SÃO PAULO, SP (FOLHAPRESS) - Ao ouvir falar sobre reforços para o elenco, Andres Rueda abre o notebook e justifica o apelido recebido de um conselheiro da oposição: Zé Planilha.

O presidente do Santos desafia:

"Nós temos R$ 900 mil em caixa. Indica um jogador de qualidade para a gente contratar por esse valor."

As dificuldades financeiras na Vila Belmiro não são novas, mas a torcida se acostumou a compensar isso com títulos em campo. Isso acabou. O time não é campeão desde o Paulista de 2016. A crise técnica se aprofundou sob a administração de Rueda. Em 2021 e 2022, o Santos escapou do rebaixamento no estadual apenas na última rodada.
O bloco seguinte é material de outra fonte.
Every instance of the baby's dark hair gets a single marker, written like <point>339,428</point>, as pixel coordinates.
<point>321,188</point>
Precisava apenas de um empate contra o Ituano para ir às quartas de final neste ano. Perdeu por 3 a 0 em uma atuação que o próprio presidente não encontra resposta.

"Deu pane em todo mundo", não se conforma.

No Brasileiro, ficou em 10º (2021) e 12º (2022). Passou parte dos dois campeonatos a flertar com a zona de degola. Rueda já foi alvo de protestos de torcidas organizadas. Associados iniciaram um movimento chamado "Renuncia Rueda". Ele não cogita sair.

O que nem sequer passa pela sua cabeça também é utilizar um termo consagrado no futebol: o "esforço financeiro" para fazer uma contratação. Significa quebrar o cofre para trazer um jogador que vai satisfazer os torcedores. É o contratar hoje para ver depois como paga.

"Eu não trago ninguém, eu não faço acordo com ninguém sem ter certeza que vou pagar. O problema é que às vezes o dirigente se sente pressionado e fala 'foda-se, vou fazer isso para ter tranquilidade.' Você acha que eu não estou pressionado? Eu adoro a torcida, mas meu compromisso é com o Santos Futebol Clube", completa.

Há, entre ex-presidentes e conselheiros do clube, quem veja falta de experiência e arrogância de não ouvir opiniões diferentes. Como sugestões de contratações e de mudanças de gestão ignoradas por Rueda e seu Comitê de Gestão, órgão que, pelo estatuto, comanda a agremiação.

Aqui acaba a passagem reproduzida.